Using SharedArrays in a parallel mapreduce
One might want to carry out a computation across several nodes of a cluster, where each node works on its own shared array. This may be achieved by using a WorkerPool
that consists of one worker per node, which acts as a root process launching tasks on that node, and eventually returning the local array for an overall reduction across nodes.
We walk through one such example where we concatenate arrays that are locally initialized on each node.
We load the packages necessary, in this case these are ParallelUtilities
, SharedArrays
and Distributed
.
using ParallelUtilities
using SharedArrays
using Distributed
We create a function to initailize the local part on each worker. In this case we simulate a heavy workload by adding a sleep
period. In other words we assume that the individual elements of the array are expensive to evaluate. We obtain the local indices of the SharedArray
through the function localindices
.
function initialize_localpart(s, sleeptime)

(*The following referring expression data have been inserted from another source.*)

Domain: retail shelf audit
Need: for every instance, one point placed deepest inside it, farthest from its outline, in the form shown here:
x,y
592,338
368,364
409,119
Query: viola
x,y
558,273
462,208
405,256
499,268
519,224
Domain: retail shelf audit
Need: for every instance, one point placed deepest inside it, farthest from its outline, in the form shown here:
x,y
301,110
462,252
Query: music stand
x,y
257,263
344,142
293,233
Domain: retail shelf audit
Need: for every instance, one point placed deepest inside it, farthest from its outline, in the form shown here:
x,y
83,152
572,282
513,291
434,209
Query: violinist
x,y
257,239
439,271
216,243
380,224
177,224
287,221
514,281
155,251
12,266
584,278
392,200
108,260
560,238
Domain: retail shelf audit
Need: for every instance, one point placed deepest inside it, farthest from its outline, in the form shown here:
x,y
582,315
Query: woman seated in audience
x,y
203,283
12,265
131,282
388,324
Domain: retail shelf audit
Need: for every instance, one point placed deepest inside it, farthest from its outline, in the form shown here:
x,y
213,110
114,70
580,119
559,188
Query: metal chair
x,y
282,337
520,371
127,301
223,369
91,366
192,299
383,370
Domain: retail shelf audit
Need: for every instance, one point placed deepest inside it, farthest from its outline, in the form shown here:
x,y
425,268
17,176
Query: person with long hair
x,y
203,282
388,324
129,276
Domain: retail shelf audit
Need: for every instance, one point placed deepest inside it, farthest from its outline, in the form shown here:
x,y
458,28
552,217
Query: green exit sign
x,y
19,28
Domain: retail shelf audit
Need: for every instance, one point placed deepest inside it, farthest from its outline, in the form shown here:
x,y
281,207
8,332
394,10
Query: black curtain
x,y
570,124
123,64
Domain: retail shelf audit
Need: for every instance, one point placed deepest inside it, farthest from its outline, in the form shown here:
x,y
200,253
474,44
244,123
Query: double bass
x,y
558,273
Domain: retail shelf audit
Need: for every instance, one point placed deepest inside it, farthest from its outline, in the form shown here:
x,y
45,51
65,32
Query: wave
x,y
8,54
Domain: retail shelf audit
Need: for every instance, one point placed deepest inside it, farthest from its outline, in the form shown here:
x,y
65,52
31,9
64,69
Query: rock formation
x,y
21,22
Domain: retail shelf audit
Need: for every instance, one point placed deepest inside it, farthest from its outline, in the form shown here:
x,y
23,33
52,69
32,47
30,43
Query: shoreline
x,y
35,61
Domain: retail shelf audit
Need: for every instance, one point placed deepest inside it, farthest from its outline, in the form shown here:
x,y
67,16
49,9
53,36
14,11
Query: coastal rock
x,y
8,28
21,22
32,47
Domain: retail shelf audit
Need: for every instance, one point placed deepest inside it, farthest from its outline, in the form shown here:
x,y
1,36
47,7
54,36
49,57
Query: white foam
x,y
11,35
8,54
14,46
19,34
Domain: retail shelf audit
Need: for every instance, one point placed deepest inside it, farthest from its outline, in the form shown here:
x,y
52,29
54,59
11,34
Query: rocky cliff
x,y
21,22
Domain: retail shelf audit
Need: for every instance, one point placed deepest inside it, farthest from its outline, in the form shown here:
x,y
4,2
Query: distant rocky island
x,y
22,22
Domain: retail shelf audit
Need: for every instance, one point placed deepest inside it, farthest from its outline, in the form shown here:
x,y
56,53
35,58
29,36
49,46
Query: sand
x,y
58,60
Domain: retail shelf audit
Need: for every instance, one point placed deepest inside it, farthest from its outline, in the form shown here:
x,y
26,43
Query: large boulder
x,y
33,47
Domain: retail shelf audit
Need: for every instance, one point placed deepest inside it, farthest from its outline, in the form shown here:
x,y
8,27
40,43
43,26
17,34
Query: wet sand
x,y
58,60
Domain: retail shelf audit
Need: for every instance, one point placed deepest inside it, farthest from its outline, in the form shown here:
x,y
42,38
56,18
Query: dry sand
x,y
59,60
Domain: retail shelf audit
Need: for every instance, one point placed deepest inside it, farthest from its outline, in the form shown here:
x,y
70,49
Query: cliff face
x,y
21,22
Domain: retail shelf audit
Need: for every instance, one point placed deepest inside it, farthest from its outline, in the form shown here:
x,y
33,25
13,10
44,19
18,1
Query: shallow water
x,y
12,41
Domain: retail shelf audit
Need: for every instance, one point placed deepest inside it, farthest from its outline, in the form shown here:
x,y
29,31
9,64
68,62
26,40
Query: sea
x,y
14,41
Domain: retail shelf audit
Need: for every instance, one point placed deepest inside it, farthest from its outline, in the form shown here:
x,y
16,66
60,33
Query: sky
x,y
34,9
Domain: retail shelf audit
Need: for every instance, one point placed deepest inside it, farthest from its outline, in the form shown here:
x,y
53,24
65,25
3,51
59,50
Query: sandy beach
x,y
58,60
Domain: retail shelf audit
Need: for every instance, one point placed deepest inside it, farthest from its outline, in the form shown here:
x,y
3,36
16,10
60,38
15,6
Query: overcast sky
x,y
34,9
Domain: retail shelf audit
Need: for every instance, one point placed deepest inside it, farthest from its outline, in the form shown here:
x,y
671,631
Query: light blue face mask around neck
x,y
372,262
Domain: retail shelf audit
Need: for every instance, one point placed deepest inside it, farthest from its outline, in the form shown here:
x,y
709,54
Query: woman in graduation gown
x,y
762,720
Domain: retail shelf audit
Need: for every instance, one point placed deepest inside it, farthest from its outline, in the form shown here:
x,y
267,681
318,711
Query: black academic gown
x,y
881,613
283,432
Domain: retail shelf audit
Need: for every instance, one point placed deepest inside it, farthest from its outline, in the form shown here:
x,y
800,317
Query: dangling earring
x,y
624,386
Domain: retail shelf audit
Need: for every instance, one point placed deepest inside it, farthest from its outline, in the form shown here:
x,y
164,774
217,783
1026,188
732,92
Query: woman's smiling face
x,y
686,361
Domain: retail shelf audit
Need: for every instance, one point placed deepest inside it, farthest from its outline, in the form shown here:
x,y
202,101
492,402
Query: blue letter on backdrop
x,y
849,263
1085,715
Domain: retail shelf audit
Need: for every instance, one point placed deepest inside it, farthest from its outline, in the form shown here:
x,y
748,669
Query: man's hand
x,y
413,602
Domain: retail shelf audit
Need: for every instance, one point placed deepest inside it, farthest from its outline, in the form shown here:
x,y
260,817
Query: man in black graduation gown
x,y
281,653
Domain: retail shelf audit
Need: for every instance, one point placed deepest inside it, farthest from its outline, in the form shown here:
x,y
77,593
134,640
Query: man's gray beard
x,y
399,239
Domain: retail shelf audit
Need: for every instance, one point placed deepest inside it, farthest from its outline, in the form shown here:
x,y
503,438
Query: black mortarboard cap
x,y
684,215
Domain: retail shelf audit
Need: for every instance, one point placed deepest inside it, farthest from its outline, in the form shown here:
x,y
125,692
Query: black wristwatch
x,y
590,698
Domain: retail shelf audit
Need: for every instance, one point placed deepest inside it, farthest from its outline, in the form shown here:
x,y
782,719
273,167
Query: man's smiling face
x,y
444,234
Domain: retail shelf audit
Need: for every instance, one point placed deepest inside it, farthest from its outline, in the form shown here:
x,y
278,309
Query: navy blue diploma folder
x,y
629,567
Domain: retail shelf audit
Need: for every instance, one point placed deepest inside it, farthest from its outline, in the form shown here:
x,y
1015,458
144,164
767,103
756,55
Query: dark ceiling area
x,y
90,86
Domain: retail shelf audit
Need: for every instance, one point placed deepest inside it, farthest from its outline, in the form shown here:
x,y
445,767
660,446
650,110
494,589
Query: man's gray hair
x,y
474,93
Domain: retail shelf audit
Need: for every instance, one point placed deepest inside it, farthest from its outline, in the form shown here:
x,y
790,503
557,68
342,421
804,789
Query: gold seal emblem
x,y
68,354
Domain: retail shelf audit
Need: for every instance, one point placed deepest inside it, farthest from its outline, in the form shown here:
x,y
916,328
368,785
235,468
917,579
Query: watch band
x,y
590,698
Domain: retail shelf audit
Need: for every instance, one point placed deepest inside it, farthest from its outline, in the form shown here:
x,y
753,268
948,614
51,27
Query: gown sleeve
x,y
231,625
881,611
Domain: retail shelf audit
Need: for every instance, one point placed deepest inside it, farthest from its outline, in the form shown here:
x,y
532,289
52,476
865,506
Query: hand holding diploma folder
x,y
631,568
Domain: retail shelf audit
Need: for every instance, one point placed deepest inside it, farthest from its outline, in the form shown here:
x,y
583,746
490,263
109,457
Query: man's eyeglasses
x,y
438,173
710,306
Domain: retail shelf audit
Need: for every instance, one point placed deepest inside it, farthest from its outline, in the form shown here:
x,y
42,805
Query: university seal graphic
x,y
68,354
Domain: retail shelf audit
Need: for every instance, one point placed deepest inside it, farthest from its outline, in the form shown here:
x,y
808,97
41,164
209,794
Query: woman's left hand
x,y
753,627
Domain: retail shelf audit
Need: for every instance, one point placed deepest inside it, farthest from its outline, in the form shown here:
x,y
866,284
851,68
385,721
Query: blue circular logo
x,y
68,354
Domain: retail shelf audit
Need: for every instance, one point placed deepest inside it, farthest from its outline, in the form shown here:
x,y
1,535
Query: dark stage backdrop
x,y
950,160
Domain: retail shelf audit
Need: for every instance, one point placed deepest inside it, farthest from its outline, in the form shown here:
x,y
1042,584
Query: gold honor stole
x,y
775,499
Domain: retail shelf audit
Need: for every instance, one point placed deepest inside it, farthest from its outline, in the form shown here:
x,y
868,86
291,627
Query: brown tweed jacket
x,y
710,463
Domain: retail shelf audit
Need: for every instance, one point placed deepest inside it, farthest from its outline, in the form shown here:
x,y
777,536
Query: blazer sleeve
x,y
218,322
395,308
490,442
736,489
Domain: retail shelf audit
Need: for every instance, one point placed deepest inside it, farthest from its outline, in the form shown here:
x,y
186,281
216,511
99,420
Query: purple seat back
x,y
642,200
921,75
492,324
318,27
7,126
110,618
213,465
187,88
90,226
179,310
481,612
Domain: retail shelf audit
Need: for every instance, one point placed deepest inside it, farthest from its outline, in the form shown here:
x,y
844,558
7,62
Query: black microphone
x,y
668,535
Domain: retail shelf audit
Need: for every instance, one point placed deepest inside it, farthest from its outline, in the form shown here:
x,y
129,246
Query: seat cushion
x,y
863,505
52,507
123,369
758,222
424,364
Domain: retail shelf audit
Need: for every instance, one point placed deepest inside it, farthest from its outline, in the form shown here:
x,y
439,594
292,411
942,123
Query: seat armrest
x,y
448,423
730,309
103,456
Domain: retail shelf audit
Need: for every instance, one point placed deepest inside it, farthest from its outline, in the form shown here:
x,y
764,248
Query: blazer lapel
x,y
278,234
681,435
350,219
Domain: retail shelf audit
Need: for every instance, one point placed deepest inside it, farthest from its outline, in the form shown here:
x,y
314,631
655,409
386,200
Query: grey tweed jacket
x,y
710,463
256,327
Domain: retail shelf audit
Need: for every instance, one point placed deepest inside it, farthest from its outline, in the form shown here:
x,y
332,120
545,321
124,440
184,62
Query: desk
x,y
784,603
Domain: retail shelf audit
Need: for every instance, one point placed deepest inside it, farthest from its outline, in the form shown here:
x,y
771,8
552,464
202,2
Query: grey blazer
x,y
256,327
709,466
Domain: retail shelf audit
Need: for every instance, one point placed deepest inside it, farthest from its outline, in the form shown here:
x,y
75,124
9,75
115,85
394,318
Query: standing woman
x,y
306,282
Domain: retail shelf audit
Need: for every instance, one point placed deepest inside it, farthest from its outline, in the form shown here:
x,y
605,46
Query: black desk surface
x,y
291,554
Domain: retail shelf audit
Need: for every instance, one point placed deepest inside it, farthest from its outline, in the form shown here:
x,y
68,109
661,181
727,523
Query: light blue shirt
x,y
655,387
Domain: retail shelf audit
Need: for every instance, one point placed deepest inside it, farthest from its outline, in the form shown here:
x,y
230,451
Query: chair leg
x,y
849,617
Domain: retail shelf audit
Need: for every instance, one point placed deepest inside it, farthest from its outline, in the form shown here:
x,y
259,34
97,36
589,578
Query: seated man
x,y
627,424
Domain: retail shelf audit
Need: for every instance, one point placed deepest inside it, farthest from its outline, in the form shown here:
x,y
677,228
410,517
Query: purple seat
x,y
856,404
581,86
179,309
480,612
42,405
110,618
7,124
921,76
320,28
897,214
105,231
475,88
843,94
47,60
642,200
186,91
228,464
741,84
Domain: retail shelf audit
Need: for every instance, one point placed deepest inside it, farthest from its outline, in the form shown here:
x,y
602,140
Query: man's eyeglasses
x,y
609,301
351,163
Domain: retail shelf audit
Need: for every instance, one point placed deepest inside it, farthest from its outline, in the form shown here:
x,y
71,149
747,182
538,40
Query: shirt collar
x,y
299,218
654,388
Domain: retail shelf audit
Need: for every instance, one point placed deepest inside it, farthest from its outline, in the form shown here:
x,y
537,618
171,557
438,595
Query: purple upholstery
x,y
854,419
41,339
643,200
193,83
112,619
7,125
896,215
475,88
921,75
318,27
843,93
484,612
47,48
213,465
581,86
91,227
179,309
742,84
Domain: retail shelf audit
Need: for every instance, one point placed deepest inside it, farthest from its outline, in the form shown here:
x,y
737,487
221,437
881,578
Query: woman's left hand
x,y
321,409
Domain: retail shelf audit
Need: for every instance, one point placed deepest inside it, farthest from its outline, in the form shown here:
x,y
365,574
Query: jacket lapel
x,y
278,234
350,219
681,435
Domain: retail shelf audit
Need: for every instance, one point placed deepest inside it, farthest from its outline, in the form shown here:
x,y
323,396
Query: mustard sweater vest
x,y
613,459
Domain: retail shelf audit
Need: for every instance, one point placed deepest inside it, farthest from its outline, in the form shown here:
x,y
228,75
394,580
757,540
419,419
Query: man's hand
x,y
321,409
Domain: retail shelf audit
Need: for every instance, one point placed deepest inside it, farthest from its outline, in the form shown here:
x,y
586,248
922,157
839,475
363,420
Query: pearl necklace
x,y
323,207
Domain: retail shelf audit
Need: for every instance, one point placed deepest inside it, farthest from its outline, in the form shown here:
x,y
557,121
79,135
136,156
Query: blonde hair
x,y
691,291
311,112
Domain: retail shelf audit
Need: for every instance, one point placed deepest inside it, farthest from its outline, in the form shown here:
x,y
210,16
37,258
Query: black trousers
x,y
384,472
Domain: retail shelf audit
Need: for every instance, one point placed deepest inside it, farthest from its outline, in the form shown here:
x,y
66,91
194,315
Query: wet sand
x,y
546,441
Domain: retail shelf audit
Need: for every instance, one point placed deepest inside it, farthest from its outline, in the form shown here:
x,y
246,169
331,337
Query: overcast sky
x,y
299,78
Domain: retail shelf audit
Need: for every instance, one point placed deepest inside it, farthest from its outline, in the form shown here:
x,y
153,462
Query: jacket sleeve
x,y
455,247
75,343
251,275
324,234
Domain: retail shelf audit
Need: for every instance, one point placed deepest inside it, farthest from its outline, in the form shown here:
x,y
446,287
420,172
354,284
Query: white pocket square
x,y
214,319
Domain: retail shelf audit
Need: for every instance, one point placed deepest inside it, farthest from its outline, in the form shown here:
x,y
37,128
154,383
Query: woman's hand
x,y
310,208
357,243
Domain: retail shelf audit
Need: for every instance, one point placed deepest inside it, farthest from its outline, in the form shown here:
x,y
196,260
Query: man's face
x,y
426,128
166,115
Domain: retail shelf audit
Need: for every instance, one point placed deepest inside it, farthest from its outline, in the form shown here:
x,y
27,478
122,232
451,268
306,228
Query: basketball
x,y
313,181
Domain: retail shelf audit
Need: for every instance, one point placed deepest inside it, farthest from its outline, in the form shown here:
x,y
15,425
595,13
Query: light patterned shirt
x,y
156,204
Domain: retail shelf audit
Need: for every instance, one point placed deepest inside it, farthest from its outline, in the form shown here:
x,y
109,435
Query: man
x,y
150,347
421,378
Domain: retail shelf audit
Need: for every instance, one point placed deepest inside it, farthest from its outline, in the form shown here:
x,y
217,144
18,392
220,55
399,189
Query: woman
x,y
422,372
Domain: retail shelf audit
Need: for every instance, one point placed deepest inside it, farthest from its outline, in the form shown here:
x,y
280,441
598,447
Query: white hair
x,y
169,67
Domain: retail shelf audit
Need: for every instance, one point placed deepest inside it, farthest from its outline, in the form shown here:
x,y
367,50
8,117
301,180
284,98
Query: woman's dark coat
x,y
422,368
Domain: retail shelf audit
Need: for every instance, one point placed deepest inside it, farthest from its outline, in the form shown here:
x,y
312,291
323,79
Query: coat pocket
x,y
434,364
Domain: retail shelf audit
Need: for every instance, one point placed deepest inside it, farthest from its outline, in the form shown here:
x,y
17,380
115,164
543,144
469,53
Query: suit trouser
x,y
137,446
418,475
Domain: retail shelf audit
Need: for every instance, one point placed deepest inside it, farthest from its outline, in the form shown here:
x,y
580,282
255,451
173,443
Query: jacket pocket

for ind in localindices(s)
sleep(sleeptime)
s[ind] = ind
end
end
We create a function that runs on the root worker on each node and feeds tasks to other workers on that node. We use the function ParallelUtilities.workers_myhost()
to obtain a list of all workers on the same node. We create the SharedArray
on these workers so that it is entirely contained on one machine. This is achieved by passing the keyword argument pids
to the SharedArray
constructor. We asynchronously spawn tasks to initialize the local parts of the shared array on each worker.
function initializenode_sharedarray(sleeptime)
# obtain the workers on the local machine
pids = ParallelUtilities.workers_myhost()
# Create a shared array spread across the workers on that node
s = SharedArray{Int}((2_000,), pids = pids)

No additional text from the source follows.